I'm proud that the game is really about healing without killing - it seems like the two have to go hand-in-hand, since there is no point to healing without taking damage. Instead we've settled on a design that involves the player hurting themselves in order to score the most points. Maybe the design of this game is a metaphor for real life or something... I don't know.

I'm still waiting for Google to approve the most recent Android build which includes the leaderboard. I've been thinking more and more about posting the game on the World of Warcraft subreddit, in order to hopefully get feedback from players that actually enjoy the healing gameplay. The prevalence of Android amongst those players was the primary reason that I spent a couple of weeks focusing on the platform, but during that time, my daughter and my neighbor both asked about Android support so that they could recommend the game to more people. I'll be happy to allow more people to play the game, and I now have a base for any future mobile games that I decide to build.

I've pretty much given up on any sort of deal with Apple. A friend recently sent me an article about the decline of Apple Arcade. It's purely speculative, but it certainly made me feel like our game is simply inadequate to be placed on such a platform alongside more "premium" titles.

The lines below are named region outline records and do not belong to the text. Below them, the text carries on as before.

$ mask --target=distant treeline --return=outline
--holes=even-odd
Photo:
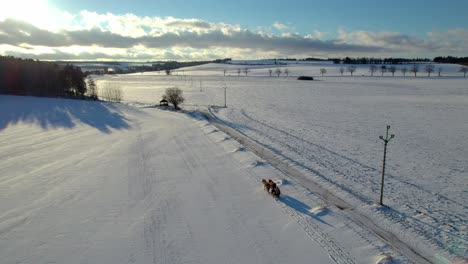
[[[334,58],[329,59],[333,61],[335,64],[405,64],[405,63],[413,63],[413,62],[430,62],[431,60],[428,58],[413,58],[413,59],[406,59],[406,58],[350,58],[346,57],[344,59]]]
[[[468,65],[468,57],[452,57],[452,56],[447,56],[447,57],[435,57],[434,62],[437,63],[457,63],[457,64],[464,64]]]
[[[86,71],[85,75],[89,74],[126,74],[126,73],[136,73],[136,72],[149,72],[149,71],[166,71],[170,72],[175,69],[183,68],[183,67],[191,67],[197,66],[202,64],[207,64],[210,62],[218,62],[220,60],[215,61],[189,61],[189,62],[178,62],[178,61],[166,61],[166,62],[153,62],[150,65],[138,65],[138,66],[130,66],[130,67],[119,67],[120,64],[118,62],[108,62],[111,67],[113,67],[112,71],[108,70],[109,67],[105,67],[104,70],[95,70],[95,71]]]
[[[0,56],[0,94],[83,98],[84,78],[72,65]]]

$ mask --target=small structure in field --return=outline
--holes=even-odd
[[[169,106],[169,102],[166,99],[159,101],[159,106]]]
[[[297,79],[301,80],[301,81],[313,81],[314,77],[312,77],[312,76],[299,76]]]

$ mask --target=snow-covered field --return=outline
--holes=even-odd
[[[2,264],[409,263],[199,113],[14,96],[0,113]]]
[[[238,77],[237,69],[245,67],[248,76]],[[289,77],[268,76],[268,69],[286,67]],[[341,76],[339,67],[207,64],[173,76],[105,76],[98,85],[117,83],[125,102],[143,105],[179,87],[185,109],[223,106],[226,87],[228,108],[214,109],[225,123],[432,259],[466,260],[468,81],[459,66],[436,65],[442,77],[430,78],[424,72],[370,77],[367,66],[358,66],[354,77]],[[327,69],[324,77],[320,68]],[[298,75],[317,81],[297,81]],[[387,125],[396,138],[388,146],[388,207],[381,208],[375,206],[383,156],[378,137]]]

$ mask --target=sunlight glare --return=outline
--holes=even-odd
[[[57,21],[60,17],[61,14],[48,0],[14,0],[0,9],[0,21],[11,18],[48,30],[60,27]]]

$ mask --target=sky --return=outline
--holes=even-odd
[[[0,0],[0,55],[42,60],[468,56],[468,1]]]

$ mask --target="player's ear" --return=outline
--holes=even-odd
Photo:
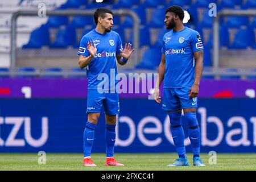
[[[98,18],[98,22],[99,23],[102,23],[102,18],[101,18],[101,16],[99,16]]]

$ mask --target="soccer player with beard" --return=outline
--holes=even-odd
[[[159,88],[164,80],[162,108],[169,115],[172,139],[179,155],[176,162],[168,166],[189,166],[181,126],[183,109],[189,127],[193,165],[205,166],[199,156],[200,131],[196,116],[204,47],[199,34],[184,26],[184,10],[180,6],[172,6],[166,10],[164,23],[170,31],[163,36],[159,79],[154,96],[156,102],[160,103]]]
[[[131,44],[129,43],[125,44],[123,49],[119,35],[111,30],[113,25],[111,10],[98,9],[94,19],[96,27],[82,37],[78,51],[79,67],[81,69],[86,67],[88,79],[88,121],[84,132],[83,165],[96,166],[91,159],[91,151],[95,128],[103,105],[106,120],[105,166],[123,166],[114,158],[115,124],[119,108],[118,93],[115,90],[118,80],[111,81],[110,78],[112,69],[115,75],[117,75],[116,61],[120,65],[125,65],[134,49],[131,49]],[[109,79],[102,81],[101,75],[107,75]],[[102,88],[101,85],[109,86]]]

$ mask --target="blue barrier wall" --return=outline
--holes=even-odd
[[[201,152],[256,152],[255,99],[200,99],[197,117]],[[170,121],[160,105],[145,99],[121,99],[117,152],[175,152]],[[0,151],[82,152],[86,122],[82,99],[1,99]],[[96,128],[93,152],[105,152],[105,120]],[[184,118],[185,144],[191,152]]]

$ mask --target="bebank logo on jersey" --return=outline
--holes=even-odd
[[[115,57],[115,52],[108,52],[106,51],[102,51],[101,53],[98,53],[95,54],[94,57]]]
[[[166,51],[166,55],[168,55],[171,53],[185,53],[185,49],[182,48],[181,49],[170,49]]]

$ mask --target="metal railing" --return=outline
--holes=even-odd
[[[93,15],[96,10],[56,10],[47,11],[47,16],[92,16]],[[126,9],[119,9],[112,11],[114,15],[125,16],[130,15],[133,19],[134,23],[133,27],[133,42],[134,47],[139,49],[139,24],[140,19],[138,15],[131,10]],[[11,16],[11,51],[10,60],[11,67],[14,68],[16,65],[16,22],[17,18],[20,16],[38,16],[37,10],[20,10],[14,13]],[[135,64],[139,61],[139,51],[135,51]]]
[[[225,16],[256,16],[255,10],[224,10],[220,11],[213,20],[213,67],[219,67],[220,62],[220,19]]]

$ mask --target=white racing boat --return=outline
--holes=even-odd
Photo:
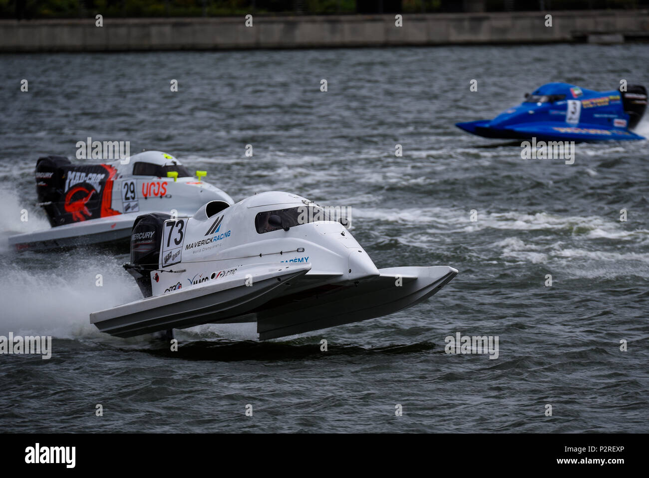
[[[214,199],[234,202],[202,181],[204,171],[196,173],[162,151],[139,153],[127,164],[75,165],[62,156],[40,158],[35,171],[38,204],[52,227],[11,236],[9,244],[25,251],[114,242],[127,240],[143,213],[183,216]]]
[[[93,312],[102,332],[130,337],[203,323],[257,322],[265,340],[391,314],[433,295],[455,269],[377,269],[317,205],[271,192],[190,218],[141,216],[125,268],[145,296]]]

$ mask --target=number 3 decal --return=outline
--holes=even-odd
[[[582,102],[578,99],[569,99],[566,110],[566,123],[576,125],[582,114]]]

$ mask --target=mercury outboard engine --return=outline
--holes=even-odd
[[[641,84],[630,84],[622,92],[624,112],[629,115],[629,129],[633,129],[644,114],[647,107],[647,90]]]
[[[64,167],[71,164],[64,156],[45,156],[36,162],[34,174],[38,203],[45,209],[53,227],[59,225],[58,218],[65,212],[62,201],[67,172]]]
[[[158,269],[164,221],[171,218],[169,214],[153,212],[138,216],[133,223],[130,234],[130,263],[125,264],[124,268],[135,278],[144,297],[152,295],[150,273]],[[155,276],[154,280],[157,280],[157,277]]]

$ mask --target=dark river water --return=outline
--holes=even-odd
[[[454,126],[550,81],[649,86],[648,51],[0,55],[0,335],[53,338],[49,360],[0,355],[0,431],[649,431],[647,142],[578,144],[566,165]],[[251,324],[177,331],[177,352],[101,334],[91,312],[140,297],[127,251],[6,245],[49,227],[36,160],[74,159],[88,136],[170,153],[237,201],[280,190],[349,206],[378,267],[459,273],[406,310],[269,342]],[[458,332],[497,336],[498,357],[445,353]]]

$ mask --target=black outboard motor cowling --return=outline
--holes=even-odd
[[[622,103],[624,112],[629,115],[628,127],[633,129],[638,125],[646,109],[646,88],[641,84],[627,85],[626,91],[622,92]]]
[[[56,218],[65,212],[61,207],[67,173],[65,166],[69,166],[70,164],[69,160],[64,156],[45,156],[36,161],[34,171],[36,180],[36,195],[53,227],[59,225]]]
[[[130,233],[130,263],[124,268],[135,278],[144,297],[151,297],[151,271],[158,269],[164,221],[169,214],[153,212],[138,216]]]

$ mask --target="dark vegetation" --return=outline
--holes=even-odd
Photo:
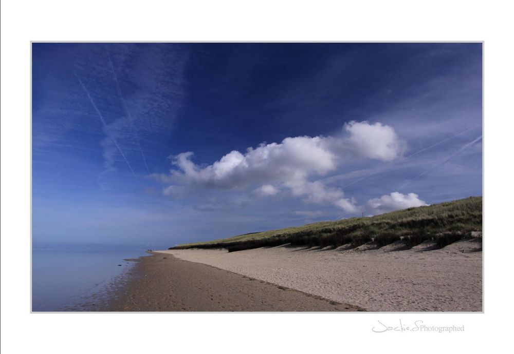
[[[382,247],[400,240],[408,248],[431,240],[439,247],[469,237],[482,227],[482,198],[470,197],[372,217],[309,224],[228,239],[180,245],[170,249],[226,248],[229,252],[290,243],[306,247],[343,245],[348,248],[374,242]]]

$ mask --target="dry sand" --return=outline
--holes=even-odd
[[[86,310],[358,311],[362,309],[160,253],[137,260],[111,300]]]
[[[440,249],[434,250],[434,245],[426,242],[395,250],[402,246],[159,252],[369,311],[482,310],[481,239]]]

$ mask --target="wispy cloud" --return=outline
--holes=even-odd
[[[104,119],[103,116],[102,115],[102,113],[98,110],[98,107],[97,107],[96,104],[95,103],[95,101],[93,101],[93,98],[91,98],[91,95],[89,94],[89,91],[87,90],[87,89],[86,88],[85,86],[82,83],[82,80],[80,80],[80,78],[76,75],[75,76],[77,77],[77,80],[78,80],[79,82],[80,83],[80,85],[84,89],[84,91],[87,95],[87,98],[88,98],[89,101],[90,101],[91,105],[93,106],[93,108],[95,109],[95,111],[96,112],[97,114],[98,114],[98,116],[102,122],[102,125],[103,126],[104,130],[105,132],[105,133],[107,135],[107,137],[106,139],[107,139],[108,140],[112,141],[113,142],[113,143],[114,144],[114,145],[116,147],[116,148],[118,149],[118,151],[119,151],[120,154],[121,155],[122,157],[123,157],[123,160],[125,160],[125,162],[126,163],[127,166],[128,166],[128,168],[132,172],[132,174],[134,175],[134,176],[136,179],[136,180],[137,181],[137,183],[140,184],[141,182],[139,181],[139,179],[137,178],[137,176],[136,175],[136,173],[134,171],[134,169],[132,168],[132,166],[131,166],[130,163],[128,162],[128,160],[127,160],[126,157],[125,156],[125,154],[123,153],[123,151],[121,150],[121,148],[120,147],[119,145],[118,144],[118,142],[116,141],[116,138],[112,135],[111,131],[109,129],[109,128],[107,127],[107,124],[105,123],[105,120]],[[110,159],[108,159],[108,161],[109,161],[110,163]]]
[[[134,136],[135,137],[136,143],[137,144],[137,147],[139,149],[139,151],[141,152],[141,156],[143,158],[143,162],[144,163],[144,166],[146,168],[146,171],[150,172],[150,169],[148,168],[148,165],[146,164],[146,159],[144,157],[144,153],[143,152],[143,149],[141,148],[141,143],[139,142],[139,137],[138,135],[137,130],[134,126],[134,123],[133,122],[132,116],[130,113],[130,110],[128,109],[128,107],[127,107],[126,102],[125,101],[125,97],[123,96],[123,92],[121,91],[121,87],[120,86],[120,82],[118,80],[118,75],[116,74],[116,71],[114,69],[114,66],[113,65],[113,61],[111,58],[111,54],[109,53],[109,51],[105,48],[105,51],[107,52],[107,57],[109,58],[109,64],[111,66],[111,69],[113,72],[113,74],[114,75],[114,79],[116,82],[116,87],[118,88],[118,92],[120,94],[120,98],[121,99],[121,102],[123,103],[123,108],[125,109],[125,111],[127,113],[127,116],[128,119],[128,122],[130,123],[131,128],[132,131],[134,132]]]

As it stands, I feel like the game just has to be entirely free. The dozens of testers I've had so far all love the ad-free UI, myself included. I had being bombarded with advertisements literally everywhere I look. Unfortunately, by making the game free without ads, I feel like I'm contributing to a dangerous precedent in which game developers are not rewarded for their efforts. Building and releasing an entire game from scratch will certainly provide me with opportunities in the future, but it's really hard to quantify that.

I'm going on a big trip in a couple of weeks, and I'd like to move into a more public testing phase before then. While I wait for Google's approval, I can focus my efforts on optimizing the game.

24.1 Physics

My daughter has an old 2nd generation iPhone SE from 2020, and while the game is completely functional, there are some noticeable hiccups when there are too many objects on the screen - precisely when you don't want any hiccups!

I did some performance profiling of Alfredo in CLion, which told me exactly what I expected: the CollisionSystem is the primary offender.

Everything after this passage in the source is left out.